According to Gallup’s latest annual Work and Education poll, 40% of US workers are worried that their job benefits will be cut in the near future. Only 28% are worried about pay cuts or losing their jobs and 26% are concerned that their hours will be reduced. Just 9% are worried that their jobs may be moved overseas.
In the 2009 poll, some 46% of US workers were concerned about losing their benefits, while 32% were worried about a salary cut. Only 27% were worried that their hours would be cut back and 31% were worried about losing their jobs. Gallup noted at the time that all of these were record highs since the poll was first taken in 1997.
This year’s poll also showed that college graduates were less concerned about all these issues than their less well-educated fellow workers. Benefits reductions weighed on 42% of non-graduates as opposed to 36% of graduates. Wage reductions and cutbacks in work hours also weighed more heavily on the minds of non-graduates.
Back in 2009, Gallup noted:
For the most part, American workers have never expressed a large degree of worry about these types of job-related setbacks, so the sharp increases in worry — even though this still represents the minority of U.S. workers — is notable.

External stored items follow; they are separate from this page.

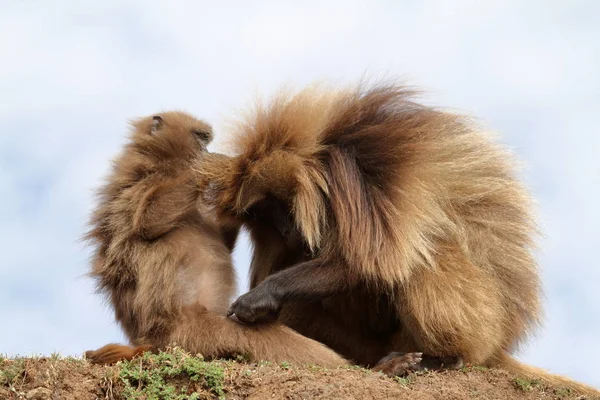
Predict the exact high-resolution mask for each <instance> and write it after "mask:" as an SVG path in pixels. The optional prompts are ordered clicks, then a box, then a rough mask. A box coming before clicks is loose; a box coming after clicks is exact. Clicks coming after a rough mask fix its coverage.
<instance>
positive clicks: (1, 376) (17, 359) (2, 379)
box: [0, 358, 25, 387]
mask: <svg viewBox="0 0 600 400" xmlns="http://www.w3.org/2000/svg"><path fill="white" fill-rule="evenodd" d="M24 375H25V361H24V360H23V359H21V358H17V359H15V360H14V361H12V362H10V361H9V362H8V363H7V365H3V366H2V369H1V370H0V386H8V387H11V386H12V385H14V383H15V381H16V379H17V378H20V377H22V376H24Z"/></svg>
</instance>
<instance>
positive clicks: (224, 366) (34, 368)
mask: <svg viewBox="0 0 600 400" xmlns="http://www.w3.org/2000/svg"><path fill="white" fill-rule="evenodd" d="M214 398H225V399H357V400H366V399H415V400H421V399H423V400H424V399H444V400H448V399H450V400H451V399H577V398H582V397H577V396H575V395H574V394H573V393H571V392H570V391H569V390H567V389H564V388H549V387H546V386H543V385H541V384H539V383H538V382H536V381H528V380H524V379H520V378H517V377H514V376H512V375H510V374H508V373H506V372H504V371H499V370H492V369H485V368H481V367H466V368H463V369H462V370H459V371H445V372H438V373H435V372H422V373H418V374H412V375H409V376H407V377H405V378H388V377H385V376H383V375H381V374H379V373H374V372H371V371H368V370H365V369H362V368H355V367H352V368H345V369H336V370H329V369H323V368H320V367H307V368H296V367H293V366H290V365H287V364H285V363H283V364H281V365H272V364H270V363H268V362H263V363H259V364H252V363H246V362H244V361H243V360H238V361H221V360H219V361H212V362H205V361H203V360H202V359H201V358H198V357H192V356H189V355H187V354H185V353H183V352H180V351H177V350H175V351H171V352H169V353H161V354H159V355H150V354H146V355H144V357H142V358H138V359H135V360H133V361H131V362H123V363H119V364H117V365H115V366H109V367H101V366H95V365H91V364H90V363H89V362H87V361H85V360H82V359H76V358H60V357H58V356H52V357H49V358H17V359H2V360H0V399H28V400H37V399H52V400H58V399H140V400H141V399H144V400H154V399H214Z"/></svg>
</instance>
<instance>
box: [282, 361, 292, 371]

And though the numbers are down, they remain high. What is most notable in 2012’s survey is that worries over pay cuts are actually higher than in 2009, and that the percentage of Americans who fear losing their jobs hasn’t improved all that much. In 2008, only 15% of US workers were worried about losing their jobs, compared with 31% in 2009 and 28% this year.
If this is progress, it’s very modest progress and it’s moving at a snail’s pace.